The expanding universe, the immensity and eternity of the sky, the exhilarating realization that we are nothing but stardust, floating in the shores of the cosmic ocean.
“I know nothing with any certainty, but the sight of stars make me dream” - these words echo within my soul, immaculately encapsulating the fervent zeal that resonates within me.
When you’ve dreamt about the starry heavens your whole life, the fact that the celestial wonders aligned on the day the heavens created you, feels…ethereal.
Was it a mere coincidence that as I stepped into my eighteenth orbit around the sun, a new year of my earthly existence kicked off with a cosmic symphony of events - the dance of fireballs in the form of the Quartinoid meteor shower, coinciding with the parhelion, when the Sun’s the nearest to the earth that’s rushing away at its fastest!
The highs, the rush you feel when you’re chasing after shooting stars, the streaks of light - the fleeting wishes whispered by the universe’s grand fireworks.
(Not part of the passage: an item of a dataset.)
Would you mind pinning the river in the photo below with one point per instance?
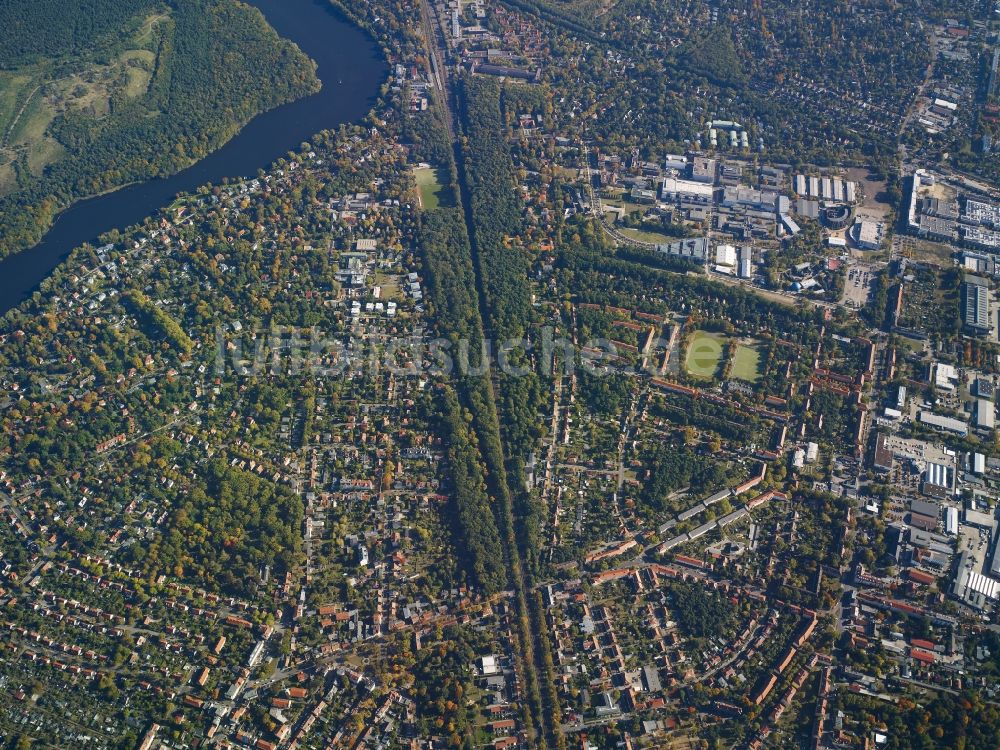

It was as if I could feel the weight of the stardust in the depths of my bones.
The warmth of the sun’s rays on your skin, the soft glow of the sunlight amidst the cold winter winds, the cosmic intimacy almost as if you could hear Helios, the Greek Sun god whispering secrets of the universe, a celestial embrace…
Carl Sagan in his “Cosmos”, eloquently described that the universe is not merely a collection of celestial bodies, but a “story written in the language of stars.” He liked to believe that universe is pretty big space; if it’s just us, it seems like an awful waste of space.
The universe is like a realm of contrasts. The raging fire of the sun, the chilling indifference of the void, the galaxies, strewn like sea froth, drifting endlessly in the great cosmic dark. And oh - the black holes, the darkness that fascinates everyone.
Staring into the abyss of a black hole, not the sort filled with despair that we forge for ourselves, but the crushing remains of those stars, a million times bigger than our Sun. Black holes are so tragically beautiful, a graveyard of stars, where the forces of gravity are so intensely strong, threatening to swallow you whole.
I wonder what it would be like to be trapped in this world of sheer darkness, where days turn to years, where all that you were is nothing but a bunch a fleeting memories. The stars collapse into themselves (into a super-dense point of singularity) with a deafening rage when they run out of fuel. The walls of confinement (the event horizon) that even light cannot escape, so yes, black holes are kinda invisible.
The space is filled with paradoxes, the vastness stretched to infinity, you can’t help but be overwhelmed by the mere size of it all.
“You are floating through space on a giant rock that circles a ball of fire next to a moon that moves the sea and you don’t believe in miracles?”
What Are Black Holes?
Black holes are like black voids in space. A massive dead star that has such a gravitational field that even light cannot escape, any light that’s emitted from the star is pulled back by the forces of gravity. We can’t see such stars as the light rays will never reach us.